En tout état de cause, afin d’être en mesure d’animer un dialogue social efficace sur la question de l’intelligence artificielle et, plus largement, sur les nouveaux risques induits par les nouvelles technologies, il est essentiel de former les parties prenantes. Ainsi, des sessions de formation pour les organisations syndicales, les élus du comité social et économique qui détiennent le pouvoir de procéder à l’analyse des risques professionnels[9], les dirigeants, les responsables des ressources humaines et toutes les personnes occupant des fonctions d’encadrement devraient être organisées. Ces sessions pourraient combiner des conférences et des ateliers pratiques. Ce n’est qu’en ayant une démarche de prévention primaire fondée sur une approche structurelle et collective que les organisations pourront répondre aux nouveaux défis en matière de santé au travail.
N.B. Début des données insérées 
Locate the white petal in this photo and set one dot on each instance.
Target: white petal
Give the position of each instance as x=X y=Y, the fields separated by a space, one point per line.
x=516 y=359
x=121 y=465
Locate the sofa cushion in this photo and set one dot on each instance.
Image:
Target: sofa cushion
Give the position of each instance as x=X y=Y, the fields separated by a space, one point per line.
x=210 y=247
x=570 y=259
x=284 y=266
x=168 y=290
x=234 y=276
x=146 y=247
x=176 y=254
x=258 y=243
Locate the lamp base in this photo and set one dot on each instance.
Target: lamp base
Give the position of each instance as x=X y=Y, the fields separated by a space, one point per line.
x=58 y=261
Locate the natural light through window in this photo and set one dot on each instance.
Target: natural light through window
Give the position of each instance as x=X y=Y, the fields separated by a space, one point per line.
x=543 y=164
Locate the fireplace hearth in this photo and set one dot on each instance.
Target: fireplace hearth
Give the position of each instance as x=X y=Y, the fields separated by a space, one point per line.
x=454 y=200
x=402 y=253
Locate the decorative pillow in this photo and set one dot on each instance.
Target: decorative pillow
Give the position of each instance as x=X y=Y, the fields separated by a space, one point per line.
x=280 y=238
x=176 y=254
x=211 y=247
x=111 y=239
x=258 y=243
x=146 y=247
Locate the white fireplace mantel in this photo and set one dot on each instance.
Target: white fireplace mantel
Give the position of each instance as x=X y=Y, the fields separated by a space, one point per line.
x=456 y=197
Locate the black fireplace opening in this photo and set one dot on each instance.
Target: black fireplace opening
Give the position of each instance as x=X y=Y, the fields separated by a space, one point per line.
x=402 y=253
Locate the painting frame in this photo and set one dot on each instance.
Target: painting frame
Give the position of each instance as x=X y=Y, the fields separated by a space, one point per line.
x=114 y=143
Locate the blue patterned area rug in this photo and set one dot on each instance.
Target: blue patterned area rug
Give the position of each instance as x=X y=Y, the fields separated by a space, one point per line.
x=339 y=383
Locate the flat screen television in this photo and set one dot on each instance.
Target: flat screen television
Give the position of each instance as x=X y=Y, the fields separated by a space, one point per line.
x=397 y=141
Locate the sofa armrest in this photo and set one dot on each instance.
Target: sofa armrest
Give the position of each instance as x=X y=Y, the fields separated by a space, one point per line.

[1]-Rapport n°759 du Sénat relatif aux nouveaux modes de travail et de management, 8 juillet 2021 [2]-Ibid [3]-Ibid., p.138. [4]-Voir par exemple les propos de Laurent David, directeur général adjoint et chief operating officer de BNP Paribas, in Revue banque n°896, 2024 [5]- A. Salvi Del Pedro et al., Rapport annuel de l’OCDE sur l’emploi dans les pays de l’Organisation, juillet 2023, p.209 [6]-L. Lerouge, Les risques en matière de santé au travail en droit de la fonction publique, AFPJ, 2024 ; D. Gardes, Droit social n°2, 2021 ; L. Gamet, Le travailleur et (les deux visages de) l’algorithme in Droit social n°10, 2022[7]-S. Demay, La charge de travail à l’ère du numérique, op cit. [8]-Ibid [9]-C. trav., art. 2312-8 et s.